Once we have vectors for examples, we can perform Machine Learning (both supervised and unsupervised).
We can use it to solve classification problem.

In this exercise, we be using a well-known text datasets to explore the capabilities of Word2Vec:
- [20 Newsgroups Dataset](http://qwone.com/~jason/20Newsgroups/): Famous text classification dataset from user discussion forums with 20 classes, including...
  
To perform our tasks, we will both derive our own **word vectors** from the data as well as borrow Google's massive set of word vectors trained on the web ([Google Vectors]()).

In [1]:
# NLP tools
import nltk
import gensim

# Data tools
import numpy as np
import pandas as pd

# Necessary for adding accessory_functions module to path
import os, sys
lib_path = os.path.abspath(os.path.join('..', '..'))
sys.path.append(lib_path)
from accessory_functions import google_vec_file, nltk_path


### Define a function to derive document vectors
Consider the case of document classification.  From Word2Vec we have vectors for words, but for our examples, we need classify are documents.  How do we get vectors representation for whole documents? The most common answer is to take an average of all the word vectors in a document.  Let's try that with our sample data.



The function below will return the document vectors which will be used later on

In [2]:
# Function to take a document as a list of words and the word2Vec model.
# The function will check if the word vector exists. If so, the word is added to good_words list.
# Finally, the mean of vectors for all words is returned.
# What is eventually returned is the document vector.

def get_doc_vec(words, model):
    good_words = []   #good_words is a list of words where the word vectors are available in the model
    for word in words:
        # Words not in the original model will fail
        try:
            if model[word] is not None:   # None is when the word vector isn't available
                good_words.append(word)
        except:
            continue
    # If no words are in the original model
    if len(good_words) == 0:
        return None
    # Return the mean of the vectors for words found in good_woods
    # ref to https://www.geeksforgeeks.org/numpy-mean-in-python/ for documentation
    return model[good_words].mean(axis=0)  

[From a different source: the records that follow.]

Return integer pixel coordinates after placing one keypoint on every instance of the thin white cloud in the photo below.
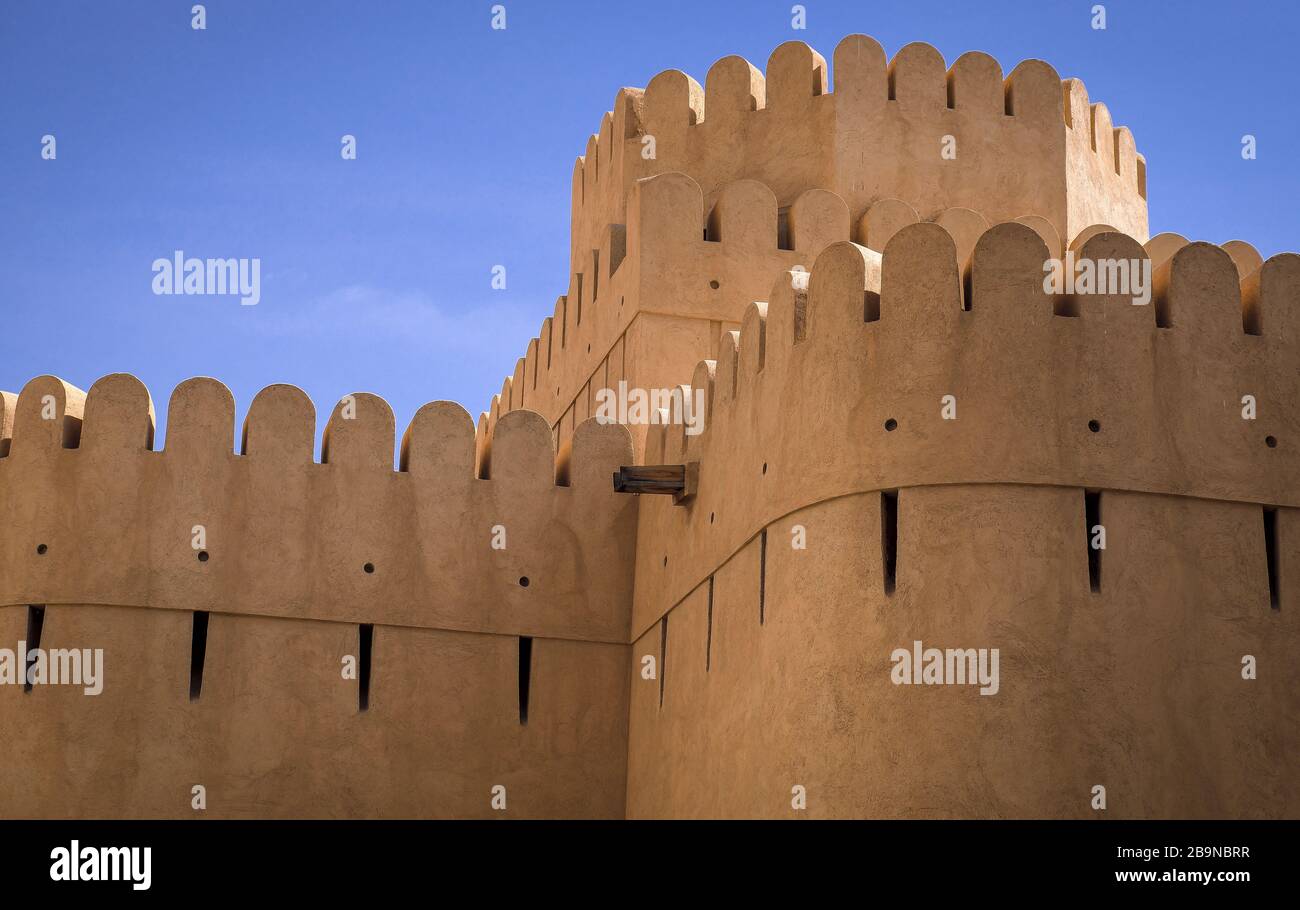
(412, 317)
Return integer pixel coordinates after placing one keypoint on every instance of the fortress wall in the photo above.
(98, 529)
(800, 411)
(277, 731)
(694, 269)
(1026, 142)
(781, 163)
(1136, 688)
(112, 521)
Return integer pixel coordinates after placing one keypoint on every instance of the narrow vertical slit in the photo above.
(1270, 551)
(1092, 519)
(889, 537)
(198, 653)
(525, 675)
(363, 688)
(709, 633)
(35, 623)
(663, 654)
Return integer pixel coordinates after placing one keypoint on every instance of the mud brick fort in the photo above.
(796, 243)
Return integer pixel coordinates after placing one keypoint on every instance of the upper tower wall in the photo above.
(914, 129)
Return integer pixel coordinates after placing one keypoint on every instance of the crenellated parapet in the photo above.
(783, 163)
(922, 368)
(514, 542)
(911, 128)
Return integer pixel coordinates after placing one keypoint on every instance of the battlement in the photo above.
(910, 436)
(935, 137)
(91, 514)
(685, 274)
(794, 165)
(921, 447)
(1088, 391)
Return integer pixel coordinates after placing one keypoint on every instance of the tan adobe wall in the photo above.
(792, 167)
(98, 529)
(1135, 687)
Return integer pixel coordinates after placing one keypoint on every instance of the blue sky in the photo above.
(376, 272)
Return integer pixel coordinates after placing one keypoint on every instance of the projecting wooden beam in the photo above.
(670, 479)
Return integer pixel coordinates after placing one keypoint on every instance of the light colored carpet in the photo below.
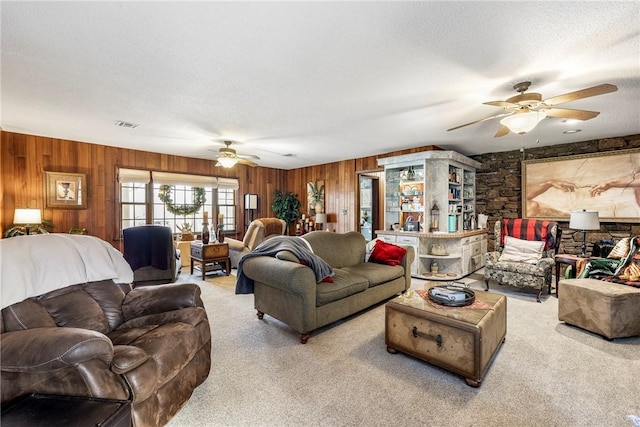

### Load Data and Prepare The Data

We will be using a portion of a data set containing approximately 20,000 posts partitioned evenly across 20 different newsgroups. This data set is quite famous. We will be using a sample of this data set, containing 5 topics and about 3,000 posts. We will need to load in the data.

The cell below loads  the input data into a Data Frame

In [3]:
import pandas as pd
from sklearn.datasets import fetch_20newsgroups
from accessory_functions import preprocess_series_text, nltk_path

topic_list = ['sci.space', 'comp.sys.mac.hardware', 'rec.autos',
              'rec.sport.baseball', 'sci.med']

 
# Retrieve the data into a DataFrame
# #The data is a dictionary of key 'data', and a list containing string of the text
dataset = fetch_20newsgroups(shuffle=True, random_state=1, data_home='./data',
                             categories=topic_list,
                             remove=('headers', 'footers', 'quotes'))


Downloading 20news dataset. This may take a few minutes.
Downloading dataset from https://ndownloader.figshare.com/files/5975967 (14 MB)


The cell below  preprocess the input data into a Data Frame

In [4]:
ng_data = pd.DataFrame(dataset['data'], columns=['text'])
ng_data['label'] = dataset['target']

# Preprocess
# The function preprocess_series_text() defined in the accesssory_functions.py file
ng_data['text'] = preprocess_series_text(ng_data.text, nltk_path=nltk_path)

print(len(ng_data))
ng_data.head(10)

2956


Unnamed: 0,text,label
0,otoh u get lucky unplugged replugged scsi adb ...,0
1,yes everyone else may wonder fred well would o...,4
2,umm perhaps could explain right talk,4
3,like alomar like differ opinion city likely po...,2
4,wow know uranus long way think far away,4
5,outbreak chronic mono like entity originally c...,3
6,couple question multimedia set anybody phone f...,0
7,sure dietician date crohn ulcerative colitis p...,3
8,seek recommendation vendor networkable fax wou...,0
9,mlb standing score friday april include yester...,2


### Create a Custom Word2Vec model 



In this section, you will train a custom word2Vec  based on sentences from documents.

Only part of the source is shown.